From Carrer del Conqueridor, another road, Carrer d’en Pizà, descends in stairs to the narrow Carrer d’en Quint. The latter is followed by Carrer de Sant Nicolau, with beautiful shops, primarily jewelry stores. Its buildings are modern, with balconies. Only on the left is the grand Vives house, with a raised tower and the remains of a “coronella” window with two arches. On the right is Sant Nicolau Church between two streets: Carrer d’Orfila and Carrer del Mercat. Their houses, like those on Carrer dels Guixers, are modern and not very interesting, except for Mr. Mercadal’s house. To the right is Carrer de Brondo, with modern, balconied houses. To the left, however, is a large house with an attic and octagonal columns holding up the eave. Where this street ends on Carrer de la Unió is the Brondos’ house.

Returning now to our starting point, Carrer del Conqueridor, we find a descent from Plaça de Sant Domingo, running, in part, along Carrer del Conqueridor, connected by two stairs on either end. The short Carrer del Rosari joins it via a small plaza with the same name.
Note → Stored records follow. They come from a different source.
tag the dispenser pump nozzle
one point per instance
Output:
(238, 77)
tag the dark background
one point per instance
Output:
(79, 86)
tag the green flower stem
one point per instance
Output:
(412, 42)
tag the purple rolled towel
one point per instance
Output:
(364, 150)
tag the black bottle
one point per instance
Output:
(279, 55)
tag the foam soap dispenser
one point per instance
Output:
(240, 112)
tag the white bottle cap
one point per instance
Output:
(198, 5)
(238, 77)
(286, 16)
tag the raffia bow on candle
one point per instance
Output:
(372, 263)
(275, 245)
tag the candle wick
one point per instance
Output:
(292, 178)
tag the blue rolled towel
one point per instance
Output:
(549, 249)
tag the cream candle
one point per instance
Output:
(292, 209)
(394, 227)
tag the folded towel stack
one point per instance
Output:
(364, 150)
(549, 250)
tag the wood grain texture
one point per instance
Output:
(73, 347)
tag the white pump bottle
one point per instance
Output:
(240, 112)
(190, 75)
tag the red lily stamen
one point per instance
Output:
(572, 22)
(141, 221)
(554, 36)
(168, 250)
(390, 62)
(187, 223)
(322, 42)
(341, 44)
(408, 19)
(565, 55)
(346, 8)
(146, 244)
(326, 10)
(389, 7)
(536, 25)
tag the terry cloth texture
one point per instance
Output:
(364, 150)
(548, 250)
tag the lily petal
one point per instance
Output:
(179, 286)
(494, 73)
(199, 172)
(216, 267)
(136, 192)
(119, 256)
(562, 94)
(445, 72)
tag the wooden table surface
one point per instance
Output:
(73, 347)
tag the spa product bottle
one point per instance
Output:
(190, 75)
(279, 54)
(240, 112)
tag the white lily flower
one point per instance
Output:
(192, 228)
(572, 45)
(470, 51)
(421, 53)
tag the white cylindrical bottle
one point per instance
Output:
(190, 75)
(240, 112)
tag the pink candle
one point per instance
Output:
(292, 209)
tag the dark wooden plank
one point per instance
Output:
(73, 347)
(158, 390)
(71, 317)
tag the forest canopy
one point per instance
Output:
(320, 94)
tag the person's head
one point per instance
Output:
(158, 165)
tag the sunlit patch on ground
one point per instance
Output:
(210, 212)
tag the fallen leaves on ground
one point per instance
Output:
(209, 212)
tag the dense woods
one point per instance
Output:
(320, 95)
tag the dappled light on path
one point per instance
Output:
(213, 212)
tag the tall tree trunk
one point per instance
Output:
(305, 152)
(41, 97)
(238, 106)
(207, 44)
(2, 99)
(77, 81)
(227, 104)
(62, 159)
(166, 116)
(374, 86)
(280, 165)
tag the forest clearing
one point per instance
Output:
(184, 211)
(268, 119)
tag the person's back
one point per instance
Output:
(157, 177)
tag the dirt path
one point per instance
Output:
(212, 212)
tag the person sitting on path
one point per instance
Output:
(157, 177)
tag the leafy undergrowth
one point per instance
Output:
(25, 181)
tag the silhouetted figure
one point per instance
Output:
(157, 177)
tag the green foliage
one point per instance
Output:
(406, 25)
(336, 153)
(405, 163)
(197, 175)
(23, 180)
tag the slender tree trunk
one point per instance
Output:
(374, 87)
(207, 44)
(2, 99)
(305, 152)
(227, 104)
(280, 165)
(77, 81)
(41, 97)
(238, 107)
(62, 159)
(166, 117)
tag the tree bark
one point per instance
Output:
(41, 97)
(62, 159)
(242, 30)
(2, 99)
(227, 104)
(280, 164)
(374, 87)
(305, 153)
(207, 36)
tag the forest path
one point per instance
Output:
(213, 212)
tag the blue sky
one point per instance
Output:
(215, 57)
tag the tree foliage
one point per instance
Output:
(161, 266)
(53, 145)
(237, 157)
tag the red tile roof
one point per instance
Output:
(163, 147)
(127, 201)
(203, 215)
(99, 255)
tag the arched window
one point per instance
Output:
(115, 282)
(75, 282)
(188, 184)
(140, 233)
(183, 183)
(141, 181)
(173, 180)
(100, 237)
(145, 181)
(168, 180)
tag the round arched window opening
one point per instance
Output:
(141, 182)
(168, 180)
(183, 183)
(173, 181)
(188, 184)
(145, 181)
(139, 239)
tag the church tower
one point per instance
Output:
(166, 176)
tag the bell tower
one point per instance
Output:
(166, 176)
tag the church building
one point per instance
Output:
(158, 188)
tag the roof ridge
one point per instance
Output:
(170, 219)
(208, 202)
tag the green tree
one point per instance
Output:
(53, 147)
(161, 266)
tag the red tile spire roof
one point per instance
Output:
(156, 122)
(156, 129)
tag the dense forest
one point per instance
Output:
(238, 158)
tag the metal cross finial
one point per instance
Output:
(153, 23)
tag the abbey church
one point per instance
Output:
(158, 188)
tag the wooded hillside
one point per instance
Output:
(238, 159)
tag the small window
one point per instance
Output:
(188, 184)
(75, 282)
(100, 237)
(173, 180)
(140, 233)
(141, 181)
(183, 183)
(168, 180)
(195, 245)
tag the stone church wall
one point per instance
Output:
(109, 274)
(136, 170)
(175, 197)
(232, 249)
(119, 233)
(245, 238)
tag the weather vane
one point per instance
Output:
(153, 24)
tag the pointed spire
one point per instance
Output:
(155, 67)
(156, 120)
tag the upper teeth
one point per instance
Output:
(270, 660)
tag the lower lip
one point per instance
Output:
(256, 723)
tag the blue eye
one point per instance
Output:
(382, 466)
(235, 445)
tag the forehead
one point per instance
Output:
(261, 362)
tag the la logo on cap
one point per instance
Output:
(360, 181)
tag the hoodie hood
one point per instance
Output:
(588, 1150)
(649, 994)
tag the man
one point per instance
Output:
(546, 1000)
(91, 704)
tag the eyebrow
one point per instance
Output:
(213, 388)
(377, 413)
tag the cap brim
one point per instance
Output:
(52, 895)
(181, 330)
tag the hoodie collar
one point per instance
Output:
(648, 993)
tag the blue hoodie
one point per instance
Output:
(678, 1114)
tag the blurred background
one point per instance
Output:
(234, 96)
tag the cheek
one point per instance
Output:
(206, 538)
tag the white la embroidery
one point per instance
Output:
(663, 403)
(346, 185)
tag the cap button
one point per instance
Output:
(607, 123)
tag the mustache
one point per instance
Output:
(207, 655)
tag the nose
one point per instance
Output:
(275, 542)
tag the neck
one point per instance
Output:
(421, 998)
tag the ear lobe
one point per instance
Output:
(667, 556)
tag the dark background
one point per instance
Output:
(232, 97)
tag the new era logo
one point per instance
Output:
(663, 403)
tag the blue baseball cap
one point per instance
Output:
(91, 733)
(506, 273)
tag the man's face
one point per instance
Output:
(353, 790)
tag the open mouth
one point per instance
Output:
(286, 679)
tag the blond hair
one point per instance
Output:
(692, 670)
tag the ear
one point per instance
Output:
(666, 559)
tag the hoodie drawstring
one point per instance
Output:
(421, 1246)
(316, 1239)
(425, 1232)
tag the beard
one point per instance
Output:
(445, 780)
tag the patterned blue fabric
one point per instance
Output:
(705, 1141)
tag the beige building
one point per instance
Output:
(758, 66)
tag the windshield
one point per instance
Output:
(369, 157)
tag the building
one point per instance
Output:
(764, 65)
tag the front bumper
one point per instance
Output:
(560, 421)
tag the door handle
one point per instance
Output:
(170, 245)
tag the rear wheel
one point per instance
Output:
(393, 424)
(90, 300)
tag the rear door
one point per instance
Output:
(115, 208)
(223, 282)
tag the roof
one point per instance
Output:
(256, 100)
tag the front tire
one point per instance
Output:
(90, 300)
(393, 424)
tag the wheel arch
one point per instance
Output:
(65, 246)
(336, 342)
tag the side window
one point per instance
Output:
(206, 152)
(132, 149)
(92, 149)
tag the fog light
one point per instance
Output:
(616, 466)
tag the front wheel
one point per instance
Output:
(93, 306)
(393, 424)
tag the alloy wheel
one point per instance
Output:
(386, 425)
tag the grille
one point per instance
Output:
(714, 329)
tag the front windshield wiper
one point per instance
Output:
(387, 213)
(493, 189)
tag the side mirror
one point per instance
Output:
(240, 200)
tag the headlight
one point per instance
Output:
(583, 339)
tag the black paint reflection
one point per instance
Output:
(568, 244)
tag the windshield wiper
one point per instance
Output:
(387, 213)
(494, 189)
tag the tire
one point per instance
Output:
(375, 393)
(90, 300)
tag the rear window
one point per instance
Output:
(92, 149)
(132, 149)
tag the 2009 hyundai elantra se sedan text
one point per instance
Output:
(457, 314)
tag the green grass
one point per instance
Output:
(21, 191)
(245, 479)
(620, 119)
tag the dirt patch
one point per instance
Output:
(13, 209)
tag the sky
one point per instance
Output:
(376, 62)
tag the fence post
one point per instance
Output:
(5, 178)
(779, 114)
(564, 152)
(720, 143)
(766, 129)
There is also a short alleyway without outlet in which there is a modernized house featuring a plaque dedicated to “Joan Crespí, paraire” (person in charge of preparing wool before weaving).

To finish, let’s take a look at the broad and modern Carrer del Conqueridor, one of the city’s widest. The slope is unpaved, and its buildings feature modern balconies. To the right is the bourgeoisie’s casino, Círculo Mallorquín, with a fountain on the side."

Archduke Ludwig Salvator of Austria.Las Baleares por la palabra y el grabado. Majorca: City of Palma. Ed. Sa Nostra, Caja de Baleares. Palma de Mallorca. 1982.